I personally started to use Qobuz. Their algorithm isn't great, their target group is more the more distinguished music listener but their library is pretty much as big as any others plus they do have the largest library of hi-res music too and they actually sell also hi-res and CD lossless music if that is of interest to you. Most importantly though, they have a "ban-AI-music" stance on their platform. Soon enough, one will have to rely on platforms like that if one does not want to wade through a sea of AI slop.

The downside is that Qobuz is a bit more expensive than others (while paying the most to artists however, as far as I know).

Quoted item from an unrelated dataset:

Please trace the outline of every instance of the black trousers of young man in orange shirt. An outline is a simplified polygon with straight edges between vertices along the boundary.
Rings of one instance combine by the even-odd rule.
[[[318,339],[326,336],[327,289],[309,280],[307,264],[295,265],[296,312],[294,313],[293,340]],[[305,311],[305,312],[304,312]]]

[-] manxu@piefed.social 0 points 1 month ago

Music is a weird art form, because something sounding familiar is very important to our ear. Many people have a really hard time liking music that is too foreign to their taste and end up sticking with only a select few genres.

Where familiarity is important, AI can deliver easily. I would think as much as we hate the idea, there is a pretty significant market for AI-generated music, specifically because it's so predictable and follows convention to a tee.

[-] NekoKoneko@lemmy.world 1 points 1 month ago* (last edited 1 month ago)

There is indeed a market for people who don't care what is playing or who made it, and just want to hear the same familiar generic chords, rhythms, and vocals of whatever genre(s) they've grown up listening to. Not to be too blunt, but some people have no taste, and yes, they can eat slop and not notice the difference. Ok, good for them.

But those people are throwing fertilizer on AI weeds that will consume all the water and sunlight that nurtures actual music. That is really a problem.

[-] Grimy@lemmy.world 0 points 1 month ago* (last edited 1 month ago)

I messed around with udio for a bit. What surprised me most is actually how easy it was to blend stuff together and have it sound fun. It does stuff that isn't cookie cutter pretty well.

I think where it's going to hit hard is in terms of personalisation. It's nice that I can turn a song with a unique style into essentially a whole album of it. I also had a lot of fun writing my own lyrics. It hits harder when I wrote it and it's specifically about my experiences, as well as listening to something close to professional quality, but it's basically only for me.

It's like having your own personal band waiting on you.

[-] FG_3479@lemmy.world 2 points 1 month ago

They are using DRM now. They clearly do not care.

[-] Grimy@lemmy.world 1 points 1 month ago

Ya, right after getting bought out by a record company. Worst case scenario by far.